High Frequency Analysis of EM Scattering from a Circular Conducting Cylinder with Dielectric/Ferrite Coating.

摘要

An approximate asymptotic high-frequency solution is obtained for the field exterior to a two-dimensional circular conducting cylinder with a thin dielectric/ferrite coating. The formal integral representation for the field is evaluated asymptotically via the stationary phase method for the field in lit region and via the residue theorem for the field in shadow region. The obtained solution is cast in the format of the geometrical theory of diffraction (GTD). In the lit region, the geometrical optics (GO) solution consists of the direct incident ray and the reflected ray. The ray picture associated with the reflected ray for the coated cylinder remains the same as that for the conducting cylinder without coating. The reflection coefficient for the field reflected at the specular reflection point on the coated circular surface is approximated by the reflection coefficient for a grounded planar dielectric/ferrite slab with a plane wave incidence. In the shadow region, the residue series solution can be interpreted as the usual creeping wave diffraction of the GTD solution with the same ray path as the diffracted field associated with the conducting cylinder without coating.
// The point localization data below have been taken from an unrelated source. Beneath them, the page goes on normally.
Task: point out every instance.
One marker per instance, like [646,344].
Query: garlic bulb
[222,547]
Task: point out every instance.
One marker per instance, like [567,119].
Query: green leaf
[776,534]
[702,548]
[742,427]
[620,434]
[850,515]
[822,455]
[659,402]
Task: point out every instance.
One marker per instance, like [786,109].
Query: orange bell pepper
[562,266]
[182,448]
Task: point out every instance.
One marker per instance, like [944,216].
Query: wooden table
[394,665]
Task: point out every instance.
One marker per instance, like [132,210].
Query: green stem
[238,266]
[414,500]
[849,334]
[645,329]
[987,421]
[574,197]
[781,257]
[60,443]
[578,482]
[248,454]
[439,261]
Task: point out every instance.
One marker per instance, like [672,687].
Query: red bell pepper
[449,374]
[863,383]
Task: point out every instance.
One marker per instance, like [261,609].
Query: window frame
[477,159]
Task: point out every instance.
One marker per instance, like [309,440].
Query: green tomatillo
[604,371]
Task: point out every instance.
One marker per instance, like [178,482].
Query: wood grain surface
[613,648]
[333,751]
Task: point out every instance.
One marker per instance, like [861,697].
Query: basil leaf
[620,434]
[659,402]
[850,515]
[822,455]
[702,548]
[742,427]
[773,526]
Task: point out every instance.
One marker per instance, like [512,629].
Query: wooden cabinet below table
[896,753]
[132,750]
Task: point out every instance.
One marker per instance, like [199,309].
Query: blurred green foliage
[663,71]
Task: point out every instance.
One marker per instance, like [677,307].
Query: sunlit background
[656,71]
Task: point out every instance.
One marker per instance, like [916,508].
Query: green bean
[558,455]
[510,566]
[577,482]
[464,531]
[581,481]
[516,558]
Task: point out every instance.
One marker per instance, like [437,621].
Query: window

In the transition regions adjacent to the shadow boundaries where the pure ray-optical solution fails, a 'universal' transition integral of the uniform GTD (UTD) is employed to obtain the uniform solution. Numerical data for the essential transition integral is deduced, via a heuristic approach, from the exact eigenfunction solution together with the GTD solutions for the coated cylinder. The solution is convenient for the engineering applications due to its simple ray format. Numerical results obtained from the UTD solution for the cylinder with thin coating show excellent agreement with the exact eigenfunction.